TJ, with Lehman shareholders, along with Fannie, Freddie and a lot more besides having been wiped out, along with creditors of Obamamotors, nee General Motors, and untold other mortgagees in various ways, negotiated or not, it is already in the bag that a lot of your second choice did happen, with more to come. With QEII having had her very wet jubilee here in Queens Park, England, and her 60 year reign continuing as we speak, we can expect the even longer lived QE process of monetary dilution to continue apace to QE III, QE IV, QE V before an interregnum arrives by hook or by crook. So your first option is already in the bag too, at least in part.
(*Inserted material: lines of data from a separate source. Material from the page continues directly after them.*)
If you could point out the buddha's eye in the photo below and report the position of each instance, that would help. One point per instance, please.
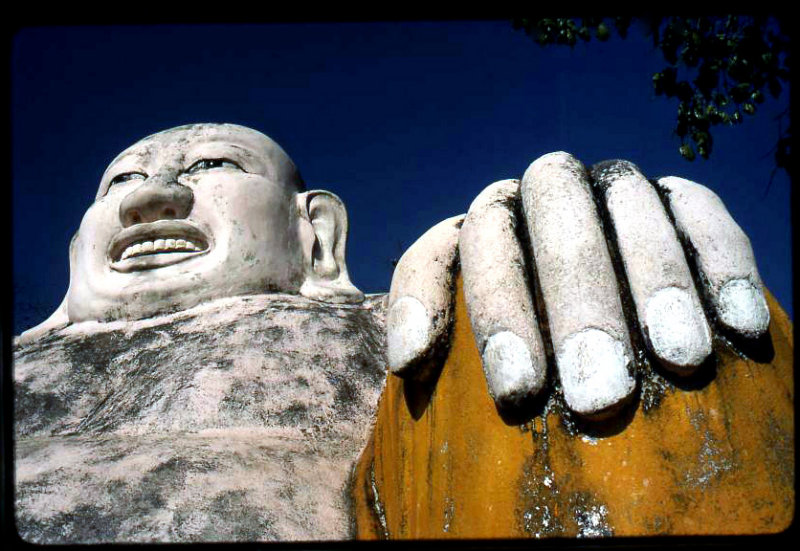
(126, 177)
(209, 164)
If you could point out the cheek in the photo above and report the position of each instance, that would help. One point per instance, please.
(251, 221)
(98, 226)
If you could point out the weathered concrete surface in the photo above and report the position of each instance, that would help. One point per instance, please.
(579, 288)
(498, 295)
(237, 420)
(667, 305)
(724, 256)
(714, 456)
(420, 315)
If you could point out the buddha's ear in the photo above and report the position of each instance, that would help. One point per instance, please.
(323, 234)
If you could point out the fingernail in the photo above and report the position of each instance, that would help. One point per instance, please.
(678, 330)
(593, 368)
(509, 368)
(408, 333)
(742, 307)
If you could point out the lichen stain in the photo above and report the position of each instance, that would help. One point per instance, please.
(715, 458)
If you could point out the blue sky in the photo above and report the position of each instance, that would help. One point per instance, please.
(407, 122)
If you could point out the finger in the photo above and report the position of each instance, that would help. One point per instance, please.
(723, 255)
(579, 288)
(421, 302)
(498, 296)
(670, 312)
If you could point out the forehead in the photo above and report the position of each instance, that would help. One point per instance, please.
(251, 149)
(180, 141)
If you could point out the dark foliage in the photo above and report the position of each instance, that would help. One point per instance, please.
(719, 68)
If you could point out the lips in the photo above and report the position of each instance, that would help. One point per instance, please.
(156, 244)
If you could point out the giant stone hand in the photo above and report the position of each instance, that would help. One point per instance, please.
(556, 260)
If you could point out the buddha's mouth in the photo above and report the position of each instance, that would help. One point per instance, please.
(156, 244)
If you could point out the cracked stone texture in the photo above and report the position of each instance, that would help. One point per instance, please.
(237, 420)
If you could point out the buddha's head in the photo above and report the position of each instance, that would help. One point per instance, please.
(201, 212)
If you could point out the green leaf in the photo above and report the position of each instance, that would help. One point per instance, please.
(687, 152)
(602, 32)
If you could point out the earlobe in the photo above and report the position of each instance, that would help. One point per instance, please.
(323, 234)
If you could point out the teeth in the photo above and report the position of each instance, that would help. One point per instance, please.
(159, 245)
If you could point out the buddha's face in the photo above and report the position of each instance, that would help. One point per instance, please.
(187, 215)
(i) add two (2) zeros to money of all nations of this galaxy, or (ii) subtract (2) zeros from debt of everybody in this universe
So, either gold at 160,000 or 16.
In financial relativity theory, the mathematics gets quantum entangled at warp speed near event horizons leading to Black Scholes singularities, so it's not a metaphysical certitude that gold will stay right where it is, but perhaps gold will split the difference, with a zero removed from all debt with a zero added to all money.
Being both a saver and a creditor, that seems eminently reasonable.
Gold could thereby stay at $1,727 from 31 December 2012 forward, with everyone living happily ever after.
For a while anyway, while the new sovereign looms out of Cyberspace into the temporal realm which will supersede both US$ and gold, which might maintain relativity with each other as each sinks into Newtonian monetary irrelevance while Einsteinian financial relativity theory goes from zygote to zeitgeist. Sort of like chimps continued to live in their forests while cro magnons migrated to England and built the industrial revolution. Gold will still have a market among Aztecs. US$ will still function in Peoria. People in Hong Kong will still barter with them.
Three cheers for the Anglo Cro Magnons.